その分、私は、他の仕事をこなし、成果もあげれました。
win win な結果が出せたので、上司も何も言いませんでした。

仕事を上手く、まわすというのは、出来ない部分に固執せず、
時に、ぱっと切り捨てて、任せるという事も重要になってきます。

特に大きな組織では、上にいくほど、いかに頭を使って、
人を使って、仕事をまわすか?というところに集約されていくと
思います。

困難をクリアしていく事も、仕事の上での楽しみのひとつでもあります。
制約度、難易度が高いほど、アイデアが沸いてくるものです。
どうせやらなければいけない事だとしたら、楽しんだほうが得な気がします。

皆、得意、不得意はあります。
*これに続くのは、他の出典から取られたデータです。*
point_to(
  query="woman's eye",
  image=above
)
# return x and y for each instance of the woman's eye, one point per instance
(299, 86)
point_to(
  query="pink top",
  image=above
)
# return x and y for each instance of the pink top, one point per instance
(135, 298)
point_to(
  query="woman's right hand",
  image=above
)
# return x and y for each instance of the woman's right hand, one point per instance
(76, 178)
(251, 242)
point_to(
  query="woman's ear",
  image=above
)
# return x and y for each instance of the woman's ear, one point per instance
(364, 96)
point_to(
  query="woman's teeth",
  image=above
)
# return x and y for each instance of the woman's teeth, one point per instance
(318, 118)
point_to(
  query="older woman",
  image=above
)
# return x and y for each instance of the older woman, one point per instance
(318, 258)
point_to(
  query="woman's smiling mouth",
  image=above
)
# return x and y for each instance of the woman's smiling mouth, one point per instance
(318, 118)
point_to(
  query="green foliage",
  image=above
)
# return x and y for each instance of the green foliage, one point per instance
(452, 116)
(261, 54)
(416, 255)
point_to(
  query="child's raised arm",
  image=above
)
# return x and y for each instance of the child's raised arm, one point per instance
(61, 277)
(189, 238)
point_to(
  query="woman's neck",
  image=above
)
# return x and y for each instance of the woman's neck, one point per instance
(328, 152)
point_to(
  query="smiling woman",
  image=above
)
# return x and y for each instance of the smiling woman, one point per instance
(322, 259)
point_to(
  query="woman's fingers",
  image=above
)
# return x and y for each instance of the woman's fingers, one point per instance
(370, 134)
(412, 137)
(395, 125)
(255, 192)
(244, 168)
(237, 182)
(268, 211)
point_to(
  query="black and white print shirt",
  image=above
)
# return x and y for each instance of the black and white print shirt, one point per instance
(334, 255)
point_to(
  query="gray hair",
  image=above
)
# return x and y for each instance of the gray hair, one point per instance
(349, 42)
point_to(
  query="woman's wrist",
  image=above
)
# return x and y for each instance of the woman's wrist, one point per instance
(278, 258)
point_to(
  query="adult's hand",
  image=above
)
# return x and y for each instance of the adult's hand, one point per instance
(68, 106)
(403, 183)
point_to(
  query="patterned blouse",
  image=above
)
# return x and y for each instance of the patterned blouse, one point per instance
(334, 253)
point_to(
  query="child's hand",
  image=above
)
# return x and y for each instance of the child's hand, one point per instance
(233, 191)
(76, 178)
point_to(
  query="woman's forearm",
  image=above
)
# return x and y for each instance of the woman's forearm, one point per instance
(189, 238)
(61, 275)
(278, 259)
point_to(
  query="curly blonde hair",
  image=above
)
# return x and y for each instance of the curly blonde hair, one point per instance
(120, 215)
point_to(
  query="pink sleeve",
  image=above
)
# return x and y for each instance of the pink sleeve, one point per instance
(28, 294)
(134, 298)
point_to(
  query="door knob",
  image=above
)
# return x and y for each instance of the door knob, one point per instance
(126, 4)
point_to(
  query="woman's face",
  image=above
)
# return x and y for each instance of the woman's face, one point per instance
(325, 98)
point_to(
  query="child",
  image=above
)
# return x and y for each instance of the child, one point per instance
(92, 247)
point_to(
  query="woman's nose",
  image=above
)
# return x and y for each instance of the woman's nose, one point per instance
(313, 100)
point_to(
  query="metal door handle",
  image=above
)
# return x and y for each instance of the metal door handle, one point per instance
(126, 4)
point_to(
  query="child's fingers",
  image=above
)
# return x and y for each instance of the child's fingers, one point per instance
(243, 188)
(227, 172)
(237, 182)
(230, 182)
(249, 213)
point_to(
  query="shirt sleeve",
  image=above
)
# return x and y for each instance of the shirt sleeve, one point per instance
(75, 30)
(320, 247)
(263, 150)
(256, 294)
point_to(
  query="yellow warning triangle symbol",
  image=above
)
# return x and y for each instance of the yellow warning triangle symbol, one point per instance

どんなに頑張っても上手くできない事が
ひとつやふたつ、あると思います。

出来ないからと、諦めたりする前に、視点を変えて対策を考える癖を
つけておくと、いろんな場面で、助かると思います。
それには、まず、困り過ぎない!事ですね。

そういう事は、ももには難しいのかなとも思いますが、
出来ない、わからないで停止してしまわずに、誰かに教えて下さい。
助けてくださいと。言えるスキルを見に付けてもらいたいと思っています。

しかも、これは、生きること、全般に関る大事なスキルでもあります。

すぐに否定されたと思って、パニックにならない。
自分を閉ざす事で守るという間違いをおこさない。

ももの道のりは、遠い。。。。

☆以前、書いた記事をアップしました。
就労シリーズに後でまとめ直そうと思います。